Monday, December 05, 2005

W's flip-flops. This is an excellent point, and if the Democrats had deployed this during the campaign, it would have helped. (Provided that they had a different candidate, one without Kerry's and Clinton's addiction to playing both sides of every street.)

Franken asking for Oxycontin for the road was funny.

Democrats really don't have to run many negative ads—their watercarriers in the media pick up their talking points well enough that the Democrats don't have to pay.

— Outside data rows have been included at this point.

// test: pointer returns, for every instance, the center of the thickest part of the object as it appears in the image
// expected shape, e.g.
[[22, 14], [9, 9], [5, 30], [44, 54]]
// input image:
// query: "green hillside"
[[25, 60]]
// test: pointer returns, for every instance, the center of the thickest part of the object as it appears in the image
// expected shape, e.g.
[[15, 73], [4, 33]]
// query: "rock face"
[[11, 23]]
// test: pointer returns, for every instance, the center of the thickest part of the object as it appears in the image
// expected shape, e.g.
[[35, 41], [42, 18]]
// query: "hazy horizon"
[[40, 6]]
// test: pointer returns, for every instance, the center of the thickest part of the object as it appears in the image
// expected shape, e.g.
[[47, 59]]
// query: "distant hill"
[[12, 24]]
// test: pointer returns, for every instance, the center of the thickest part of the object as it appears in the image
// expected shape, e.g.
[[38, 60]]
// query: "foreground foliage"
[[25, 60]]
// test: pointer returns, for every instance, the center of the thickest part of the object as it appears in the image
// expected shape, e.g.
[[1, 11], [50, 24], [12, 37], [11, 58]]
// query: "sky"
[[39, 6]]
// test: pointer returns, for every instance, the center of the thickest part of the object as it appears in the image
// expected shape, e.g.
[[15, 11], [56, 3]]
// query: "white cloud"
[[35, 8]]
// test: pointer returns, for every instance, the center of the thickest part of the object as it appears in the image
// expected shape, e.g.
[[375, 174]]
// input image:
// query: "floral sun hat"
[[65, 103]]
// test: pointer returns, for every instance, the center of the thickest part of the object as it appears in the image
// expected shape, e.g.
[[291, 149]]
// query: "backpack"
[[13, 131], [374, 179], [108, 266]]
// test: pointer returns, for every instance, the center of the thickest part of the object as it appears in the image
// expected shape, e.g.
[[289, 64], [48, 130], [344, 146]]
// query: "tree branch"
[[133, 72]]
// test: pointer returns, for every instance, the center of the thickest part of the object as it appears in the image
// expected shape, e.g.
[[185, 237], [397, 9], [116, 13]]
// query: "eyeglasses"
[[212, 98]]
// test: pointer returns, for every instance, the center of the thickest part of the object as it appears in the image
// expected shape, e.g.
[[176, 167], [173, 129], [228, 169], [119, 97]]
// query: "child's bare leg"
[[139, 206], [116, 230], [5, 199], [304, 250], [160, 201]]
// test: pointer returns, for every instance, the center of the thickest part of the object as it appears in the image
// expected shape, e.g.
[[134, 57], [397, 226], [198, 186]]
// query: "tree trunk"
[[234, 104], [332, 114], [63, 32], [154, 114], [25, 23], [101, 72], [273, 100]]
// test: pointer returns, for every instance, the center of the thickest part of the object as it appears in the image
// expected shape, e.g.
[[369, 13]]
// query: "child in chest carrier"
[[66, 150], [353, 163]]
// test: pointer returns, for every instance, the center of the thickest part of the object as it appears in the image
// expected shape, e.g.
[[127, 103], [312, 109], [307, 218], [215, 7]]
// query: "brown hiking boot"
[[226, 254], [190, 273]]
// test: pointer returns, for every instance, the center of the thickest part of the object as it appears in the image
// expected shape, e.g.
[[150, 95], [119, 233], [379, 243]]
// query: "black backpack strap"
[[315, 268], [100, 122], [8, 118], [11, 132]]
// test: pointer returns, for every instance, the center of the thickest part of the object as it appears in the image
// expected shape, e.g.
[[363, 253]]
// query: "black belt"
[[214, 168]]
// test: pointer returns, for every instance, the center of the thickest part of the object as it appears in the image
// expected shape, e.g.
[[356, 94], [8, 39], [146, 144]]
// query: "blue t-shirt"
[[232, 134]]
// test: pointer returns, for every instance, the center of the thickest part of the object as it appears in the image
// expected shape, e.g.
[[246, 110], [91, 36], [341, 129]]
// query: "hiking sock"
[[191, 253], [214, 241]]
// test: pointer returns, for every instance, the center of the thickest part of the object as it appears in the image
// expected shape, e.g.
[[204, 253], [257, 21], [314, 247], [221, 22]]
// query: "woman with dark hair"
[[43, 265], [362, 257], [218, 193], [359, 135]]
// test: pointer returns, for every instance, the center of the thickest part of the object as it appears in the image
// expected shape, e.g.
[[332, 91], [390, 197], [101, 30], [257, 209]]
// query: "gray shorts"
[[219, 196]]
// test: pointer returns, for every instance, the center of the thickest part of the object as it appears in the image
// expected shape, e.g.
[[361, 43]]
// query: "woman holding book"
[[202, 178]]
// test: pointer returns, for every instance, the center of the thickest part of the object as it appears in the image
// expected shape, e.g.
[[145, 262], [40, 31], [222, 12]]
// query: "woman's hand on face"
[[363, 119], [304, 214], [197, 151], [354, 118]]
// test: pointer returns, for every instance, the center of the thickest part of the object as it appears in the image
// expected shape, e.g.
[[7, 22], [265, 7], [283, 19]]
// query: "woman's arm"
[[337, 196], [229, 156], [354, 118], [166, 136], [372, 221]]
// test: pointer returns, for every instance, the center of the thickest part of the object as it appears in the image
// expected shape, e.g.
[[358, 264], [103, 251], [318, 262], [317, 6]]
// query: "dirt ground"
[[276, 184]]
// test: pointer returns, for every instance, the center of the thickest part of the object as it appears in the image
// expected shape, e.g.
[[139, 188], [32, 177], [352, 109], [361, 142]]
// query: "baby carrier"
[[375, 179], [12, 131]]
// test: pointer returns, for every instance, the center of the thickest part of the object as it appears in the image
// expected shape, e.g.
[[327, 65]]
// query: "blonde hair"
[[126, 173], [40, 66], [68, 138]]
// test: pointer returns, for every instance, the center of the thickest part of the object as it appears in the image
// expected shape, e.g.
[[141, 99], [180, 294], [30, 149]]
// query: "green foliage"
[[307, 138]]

When Kerry said "We have to get back to where terrorism is a nuisance" he did reveal a sharp distinction between himself and Bush (and most of the American political class.) Most of the American political class sees the war on terrorism, and thus Islamic terrorism, as something that will eventually end. Thus they want to fight an actual war, with tanks and bombs and enemy states, etc. Kerry says that terrorism requires a law enforcement approach, which is exactly the approach that didn't work in the 1990's. Indicting Bin Laden in 1998 didn't do much. Special Forces chasing him around the Afghan-Pakistani border have done more to limit his effectiveness than any indictment. One analogy would be to a health complaint—is Islamic terrorism more like a cancer or like an ulcer?

Political conventional wisdom is that swing voters like nice and react badly to shows of "meanness." This is what doomed the impeachment of Clinton. After Dean's flameout, the Democrats didn't want a mirror image of Pat Buchanan's 1992 "culture wars" speech.

Kerry did vote to kill most of the weapons programs on Miller's list. In 1984, running for Senate he pledged to kill them.